One of the great things about investing is how it mirrors so many other things in life. All the world’s wisdom from all the world’s disciplines seems to apply. And so you have books about horse betting or archery or history or psychology or physics – and all can be full of lessons you can use as an investor.
I have been reading Søren Kierkegaard’s Either/Or, an unlikely candidate for this list. And yet I keep coming across passages that make me think of investing. Thus, the inspiration behind this post was born!
Kierkegaard is one of my favorite philosophers. I have all his works and his journals. I’ve not read everything, but I make my way through his oeuvre slowly over time.
I find a lot to like in Kierkegaard. At his best, he is an excellent writer, eminently quotable. (At his worst, he’s incomprehensible!) He makes me think, which is the best thing I can say about any writer.

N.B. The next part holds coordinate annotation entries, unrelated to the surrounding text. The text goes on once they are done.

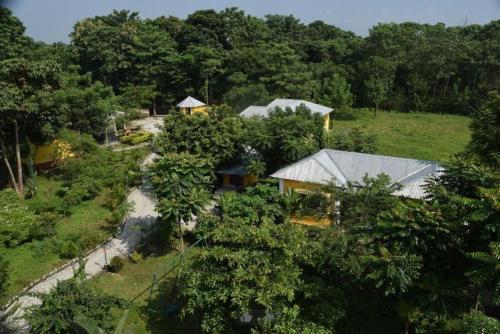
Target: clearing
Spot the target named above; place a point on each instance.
(411, 135)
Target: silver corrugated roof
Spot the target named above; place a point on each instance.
(341, 167)
(252, 111)
(190, 102)
(263, 111)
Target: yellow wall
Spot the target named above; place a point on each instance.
(302, 187)
(326, 121)
(299, 186)
(190, 111)
(248, 180)
(311, 221)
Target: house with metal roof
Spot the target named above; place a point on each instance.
(263, 111)
(408, 176)
(190, 105)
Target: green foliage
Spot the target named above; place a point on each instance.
(65, 302)
(17, 223)
(485, 128)
(4, 274)
(86, 105)
(181, 182)
(285, 136)
(263, 275)
(355, 140)
(478, 323)
(137, 138)
(198, 134)
(116, 264)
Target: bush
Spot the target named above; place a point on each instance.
(69, 249)
(136, 138)
(18, 223)
(69, 298)
(135, 257)
(4, 272)
(116, 264)
(46, 223)
(478, 323)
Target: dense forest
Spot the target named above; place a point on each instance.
(241, 59)
(384, 265)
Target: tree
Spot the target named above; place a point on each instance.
(285, 136)
(87, 106)
(181, 182)
(4, 274)
(12, 38)
(248, 268)
(380, 78)
(335, 92)
(485, 129)
(67, 303)
(25, 87)
(212, 136)
(17, 223)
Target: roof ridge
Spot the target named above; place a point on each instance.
(410, 175)
(337, 166)
(429, 162)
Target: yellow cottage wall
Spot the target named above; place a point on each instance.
(201, 110)
(302, 187)
(326, 121)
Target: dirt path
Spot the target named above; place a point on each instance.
(142, 215)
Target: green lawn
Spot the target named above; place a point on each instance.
(86, 222)
(411, 135)
(145, 317)
(33, 259)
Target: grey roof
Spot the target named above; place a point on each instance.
(341, 167)
(190, 102)
(263, 111)
(252, 111)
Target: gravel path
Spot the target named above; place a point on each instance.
(142, 215)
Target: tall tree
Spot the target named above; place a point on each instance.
(181, 182)
(25, 87)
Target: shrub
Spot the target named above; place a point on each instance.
(116, 264)
(135, 257)
(69, 249)
(478, 323)
(137, 138)
(46, 222)
(4, 272)
(69, 298)
(18, 224)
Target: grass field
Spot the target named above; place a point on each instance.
(33, 259)
(410, 135)
(147, 315)
(86, 222)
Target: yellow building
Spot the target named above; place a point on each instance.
(190, 106)
(263, 111)
(235, 177)
(46, 156)
(408, 176)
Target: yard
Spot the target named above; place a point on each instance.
(148, 315)
(411, 135)
(86, 224)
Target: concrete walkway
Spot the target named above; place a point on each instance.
(142, 215)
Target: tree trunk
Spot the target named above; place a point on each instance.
(182, 238)
(154, 109)
(20, 183)
(9, 169)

My Kierkegaard books, sharing space with Thoreau, Emerson and William James
The Humor of K
Kierkegaard is also the funniest of all the classic philosophers. To wit, some examples from Either/Or:
“One ought to be a riddle not only to others but also to oneself. I examine myself; when I am tired of that, I smoke a cigar…”

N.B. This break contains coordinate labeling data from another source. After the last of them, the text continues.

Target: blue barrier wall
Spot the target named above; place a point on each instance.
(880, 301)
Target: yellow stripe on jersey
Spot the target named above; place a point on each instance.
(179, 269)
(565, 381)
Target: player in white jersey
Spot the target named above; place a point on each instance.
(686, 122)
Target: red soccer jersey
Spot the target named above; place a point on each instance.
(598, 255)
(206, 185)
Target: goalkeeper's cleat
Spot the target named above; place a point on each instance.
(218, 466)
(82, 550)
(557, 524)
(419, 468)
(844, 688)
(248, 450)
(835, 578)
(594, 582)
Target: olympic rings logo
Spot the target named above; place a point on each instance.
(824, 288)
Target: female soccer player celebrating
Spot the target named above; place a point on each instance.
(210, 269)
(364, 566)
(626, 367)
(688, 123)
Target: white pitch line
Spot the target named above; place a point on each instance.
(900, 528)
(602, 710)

“Marry, and you will regret it. Do not marry, and you will also regret it…”
“‘Never lose courage! When troubles pile up most appalling about you, you will see a helping hand in the clouds’ - so said His Reverence Jesper Morten at vespers recently. Well, I am accustomed to walking a great deal under the open sky, but I have never noticed such a thing…”
“My life is utterly meaningless. When I consider its various epochs, my life is like the word schnurr in the dictionary, which first of all means a string, and second a daughter-in-law. All that is lacking is that in third place the word schnurr means a camel, in the fourth a whisk broom.”

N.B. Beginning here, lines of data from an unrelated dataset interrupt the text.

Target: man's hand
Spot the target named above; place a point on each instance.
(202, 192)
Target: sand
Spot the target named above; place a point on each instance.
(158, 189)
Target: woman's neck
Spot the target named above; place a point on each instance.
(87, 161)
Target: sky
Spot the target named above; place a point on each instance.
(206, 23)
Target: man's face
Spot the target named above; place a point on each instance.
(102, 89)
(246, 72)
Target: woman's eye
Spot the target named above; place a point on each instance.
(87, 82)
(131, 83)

Okay so enough of that. He has a great sense of humor. When people say Kiekegaard is dour and brooding, I think they misread him. The key to enjoying Kierkegaard is to know when he is serious and when he is not. He also wrote under various pseudonyms and people constantly attribute ideas to him that he himself put in the mouths of various invented personae. (Note: Either/Or is written under pseudonyms).
Buy Right, Sit Tight
Kierkegaard didn’t take much interest in investing. Though his family did quite well. His father was a prosperous wool merchant. But Kierkegaard might've been a good buy right and sit tight investor:
"The most ludicrous of all ludicrous things, it seems to me, is to be busy in the world, to be a man who is brisk at his meals and brisk at his work... What, after all, do these busy bustlers achieve?"
It is ironic isn’t it? Investing is a pursuit that rewards seeming inactivity. Tons of research backs this up. I’ve never seen a study that showed people who turn over their portfolios a lot do better than those that sit on their hands. And yet so many keep trying. Thinking, somehow, they are going to be the one to buck the trend, to make the great moves in avoiding the next crash and trading their way to glory.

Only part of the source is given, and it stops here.